The collision and movement system that you are going to see in action today has been used in several shipped games on several platforms in various incarnations and when I did Emberwind I stripped it of one dimension and made some additional simplifications (so in fact it's no longer a line soup, it's all lines making up convex shapes). Ingemar has now ported the collision and movement code to js and the net result is that you can move the main character, Kindle the gnome, around the levels.

The latest Emberwind HTML5 development snapshot has been tested on Win7,OS X,Ubuntu and iOS with the latest versions of Opera, IE, Firefox, Chrome and Safari (where available), but that doesn't actually mean it's gone through proper QA, so apologies if it doesn't work on your specific configuration. If you do run into an issue please take the time to give us a description in a comment.

There are about 11Mb of data to download the first time you run it so we did have to put some progressbars in there.

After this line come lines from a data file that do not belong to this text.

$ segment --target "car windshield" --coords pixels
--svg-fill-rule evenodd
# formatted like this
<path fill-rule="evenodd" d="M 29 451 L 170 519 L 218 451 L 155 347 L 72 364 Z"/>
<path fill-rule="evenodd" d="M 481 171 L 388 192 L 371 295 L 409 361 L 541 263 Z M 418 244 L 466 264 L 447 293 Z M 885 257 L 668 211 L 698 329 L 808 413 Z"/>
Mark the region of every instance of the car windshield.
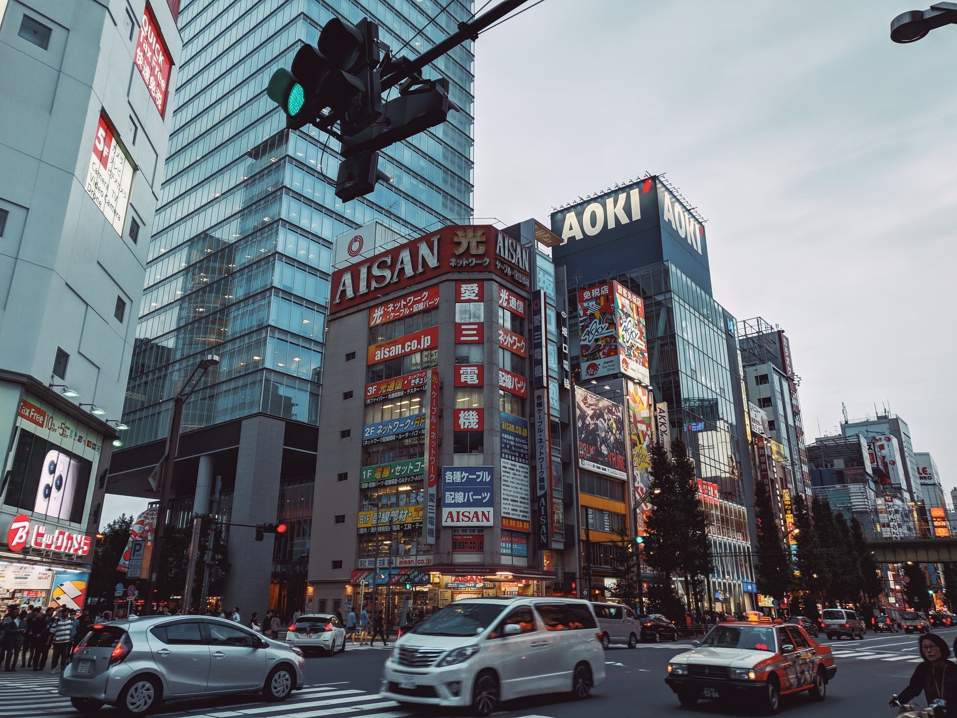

Movement is of course not the only new feature of this snapshot, heaps of work has gone into making it more like a game experience with splash screens and menu buttons. There's also the neat feature of run-time selection of the renderer backend. If your browser supports WebGL it'll default to run that which will be visualized by a yellow button in the top left corner with a WebGL icon. Pressing that button wil toggle the renderers between regular 2d canvas and WebGL, hopefully really seamlessly and swiftly. If your browser doesn't support WebGL it'll show a grayed out button showing the 2d icon and nothing will happen if you try to press it.

This snapshot also makes use of the excellent Google webfonts to render text into the game. Kudos to Google for that one!

Alas the trigger system just missed the cut-off for this snapshot (so you can't use the ladders or entrances), but that gives us something to show you next time as well. For this snapshot we've expanded the testing quite a bit and we'll continue doing so over the next couple of weeks hoping to get it to run on some devices where you normally wouldn't expect this kind of HTML5 content. We'll also be tidying up the Audio system and getting that integrated into the demo, adding in some game objects to interact with (read: to bitch slap) and also looking at some optimizations to reduce the number of draw calls.

It's been an interesting week, looking forward to giving you the next update.